# Bearded dragons bobbing/thrashing heads and biting each other



## LeGrandLama (Jun 13, 2012)

I have 2 female bearded dragons and occasionally one will thrash its head up and down a couple of times then run at the other one, climb on top and attempt to bite the rear of its neck.

Both do it occasionally, and are one food dusted with calcium and vitamin d3. There is also a 3ft uv tube in 4ft viv with ample hiding zones and basking spots.

Is this normal behavior or something to concern about


----------



## vgorst (Sep 27, 2011)

You may want to re-check their sexes, sounds like you have a male in there
http://www.reptileforums.co.uk/forums/lizard-pictures/835630-how-sex-your-bearded-dragon.html


----------



## JackieL (May 19, 2009)

I would recommend you separate them to be honest. 

: victory:


----------



## nicnet (Apr 3, 2011)

They have either been sexed wrong or you have a classic case of dominant females.

Either way you are going to need to split them up before one/both of them gets seriously hurt.

Remember that you only see a very small portion of the interaction between your dragons, there is messages going on there that you will never be aware of as you don't speak beardie.

My advice.. split them. They are not getting along.


----------



## LeGrandLama (Jun 13, 2012)

vgorst said:


> You may want to re-check their sexes, sounds like you have a male in there


Both are biting each other though.
they were sexed at the shop i got from and housed together there (with another 2 females)

Ive just checked myself and both have just the one bulge around their cloaca


----------



## robert19 (Feb 26, 2012)

Hi i would split them up incase 1 injures the other also join "bearded dragons uk" on facebook lots of advise and info like careguides and what they can eat + lots of photos just for bearded dragons.. its very helpful also if you ever need to know anything about bearded dragons they will reply quick


----------



## niccky (Apr 16, 2012)

you need to split them even females who have been together since day dot can fight. 
what you are seeing will just be the tip if the iceberg.

they need splitting up now before one or both end up injured or worse.

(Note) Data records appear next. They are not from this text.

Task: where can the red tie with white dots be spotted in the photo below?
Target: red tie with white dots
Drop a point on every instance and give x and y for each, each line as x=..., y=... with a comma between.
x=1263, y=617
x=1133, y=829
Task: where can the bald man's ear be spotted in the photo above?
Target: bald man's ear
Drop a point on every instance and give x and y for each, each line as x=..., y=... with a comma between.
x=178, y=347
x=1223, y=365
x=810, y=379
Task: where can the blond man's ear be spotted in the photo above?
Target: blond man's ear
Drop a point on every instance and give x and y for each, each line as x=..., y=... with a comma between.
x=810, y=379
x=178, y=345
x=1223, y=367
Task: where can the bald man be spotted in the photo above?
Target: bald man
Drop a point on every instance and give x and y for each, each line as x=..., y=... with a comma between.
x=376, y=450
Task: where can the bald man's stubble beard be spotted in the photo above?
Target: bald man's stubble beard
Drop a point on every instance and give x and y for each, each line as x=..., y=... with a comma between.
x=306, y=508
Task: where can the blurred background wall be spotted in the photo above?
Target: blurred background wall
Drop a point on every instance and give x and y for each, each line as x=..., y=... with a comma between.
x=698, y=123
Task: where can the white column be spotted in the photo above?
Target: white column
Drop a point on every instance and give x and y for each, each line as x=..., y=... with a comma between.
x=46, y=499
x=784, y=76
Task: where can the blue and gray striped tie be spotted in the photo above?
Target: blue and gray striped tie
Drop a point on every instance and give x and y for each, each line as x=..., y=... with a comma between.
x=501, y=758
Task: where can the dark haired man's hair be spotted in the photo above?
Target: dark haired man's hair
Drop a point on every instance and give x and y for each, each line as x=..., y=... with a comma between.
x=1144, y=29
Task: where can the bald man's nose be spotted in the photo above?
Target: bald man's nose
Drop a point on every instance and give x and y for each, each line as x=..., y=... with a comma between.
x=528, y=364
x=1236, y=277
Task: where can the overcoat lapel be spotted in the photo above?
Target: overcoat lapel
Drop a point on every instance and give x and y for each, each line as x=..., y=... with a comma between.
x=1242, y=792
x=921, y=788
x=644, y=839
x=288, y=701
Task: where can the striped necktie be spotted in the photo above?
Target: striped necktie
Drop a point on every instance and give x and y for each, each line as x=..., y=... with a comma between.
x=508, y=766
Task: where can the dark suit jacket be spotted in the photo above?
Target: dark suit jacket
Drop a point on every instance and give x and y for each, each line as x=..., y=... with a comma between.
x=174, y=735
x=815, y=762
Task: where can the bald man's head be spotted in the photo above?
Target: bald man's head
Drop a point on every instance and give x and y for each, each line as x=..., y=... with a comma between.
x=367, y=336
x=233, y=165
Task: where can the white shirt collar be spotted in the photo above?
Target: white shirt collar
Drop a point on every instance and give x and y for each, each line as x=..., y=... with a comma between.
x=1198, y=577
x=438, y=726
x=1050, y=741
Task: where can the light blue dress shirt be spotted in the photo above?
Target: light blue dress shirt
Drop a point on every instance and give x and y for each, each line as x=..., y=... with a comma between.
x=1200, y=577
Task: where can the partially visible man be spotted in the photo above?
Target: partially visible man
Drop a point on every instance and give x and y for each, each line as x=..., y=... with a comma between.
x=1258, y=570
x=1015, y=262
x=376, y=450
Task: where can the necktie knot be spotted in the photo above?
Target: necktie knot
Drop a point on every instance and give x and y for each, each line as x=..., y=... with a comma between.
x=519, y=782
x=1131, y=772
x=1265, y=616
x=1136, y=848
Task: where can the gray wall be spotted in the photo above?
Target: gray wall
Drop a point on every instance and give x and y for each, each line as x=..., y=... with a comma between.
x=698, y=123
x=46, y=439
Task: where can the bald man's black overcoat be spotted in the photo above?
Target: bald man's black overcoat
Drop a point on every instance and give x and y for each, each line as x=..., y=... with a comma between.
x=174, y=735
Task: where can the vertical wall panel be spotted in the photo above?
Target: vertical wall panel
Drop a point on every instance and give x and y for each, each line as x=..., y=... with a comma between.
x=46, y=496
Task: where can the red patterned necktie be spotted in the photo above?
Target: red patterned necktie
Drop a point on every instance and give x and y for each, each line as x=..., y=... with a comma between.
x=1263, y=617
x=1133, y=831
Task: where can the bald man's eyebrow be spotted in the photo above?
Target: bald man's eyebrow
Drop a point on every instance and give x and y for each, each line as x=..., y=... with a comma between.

i think its hard for us as humans to comprehend that other species prefer to be solitary.


----------



## nicnet (Apr 3, 2011)

robert19 said:


> Hi i would split them up incase 1 injures the other also join "bearded dragons uk" on facebook lots of advise and info like careguides and what they can eat + lots of photos just for bearded dragons.. its very helpful also if you ever need to know anything about bearded dragons they will reply quick



Personally I've been given and seen a lot of very bad advice on that facebook site, as well as a lot of infighting and downright nastiness. one to stay clear of in my opinion. I was once actually advised on there that keeping my male and 2 females together was not only a good idea, it was vital for HIS health for him to breed when he wanted....I won't be going back any time soon.


----------



## niccky (Apr 16, 2012)

nicnet said:


> Personally I've been given and seen a lot of very bad advice on that facebook site, as well as a lot of infighting and downright nastiness. one to stay clear of in my opinion. I was once actually advised on there that keeping my male and 2 females together was not only a good idea, it was vital for HIS health for him to breed when he wanted....I won't be going back any time soon.


thats not good. i will stick to here for my advise


----------



## nicnet (Apr 3, 2011)

niccky said:


> thats not good. i will stick to here for my advise



I'm purely on about the facebook site and not the breeders website. UK Bearded Dragons - Home & Resource of the Inland Bearded Dragon. Even though it is impossible to read with that blue background on it....talk about blinding lol. I've not read the caresheets and pages on there so can't comment on their content.


----------



## niccky (Apr 16, 2012)

I have seen some strange responses on a lot of the Facebook reptile sites. 
I tend to google google google then get confirmation on here for anything I'm not sure about 


Sent from my iPhone using Tapatalk


----------



## MCEE (Aug 8, 2011)

You say they are both of the same sex and they are not going through the mating rituals. This means, therefore, they MUST be seperated, no ifs or buts. Beardies will only tolerate each other at best. These two obviously cannot tolerate each other. It may be because they are getting more cantankerous as they get older or one/both of them has/have decided the home you have provided for them is not suitable for the two of them. Either way, one or both will be suffering not only physical injuries but also stress.


----------



## ChazzieJo (Jun 14, 2012)

This is a classic case of why Beardies should not be housed together. Bearded Dragons are solitary animals, they don't pine for same species interaction. In fact they seem to thrive without it. You'll need to split them up before they rip limbs from eachother, or worse, kill eachother. A 4x2x2 is the bare minimum for one beardie and is not nearly enough room for two. Get them a seperate vivarium each.


----------



## Kuja (Dec 14, 2011)

As others have said you need to split them, it does not matter if they have always been housed together they are no longer tolerating each other. Bearded dragons are solitary in the wild they are not going to chill out together and share food and basking spots. We can't expect them too in captivity either. 


_Posted from Reptileforums.co.uk App for Android_


----------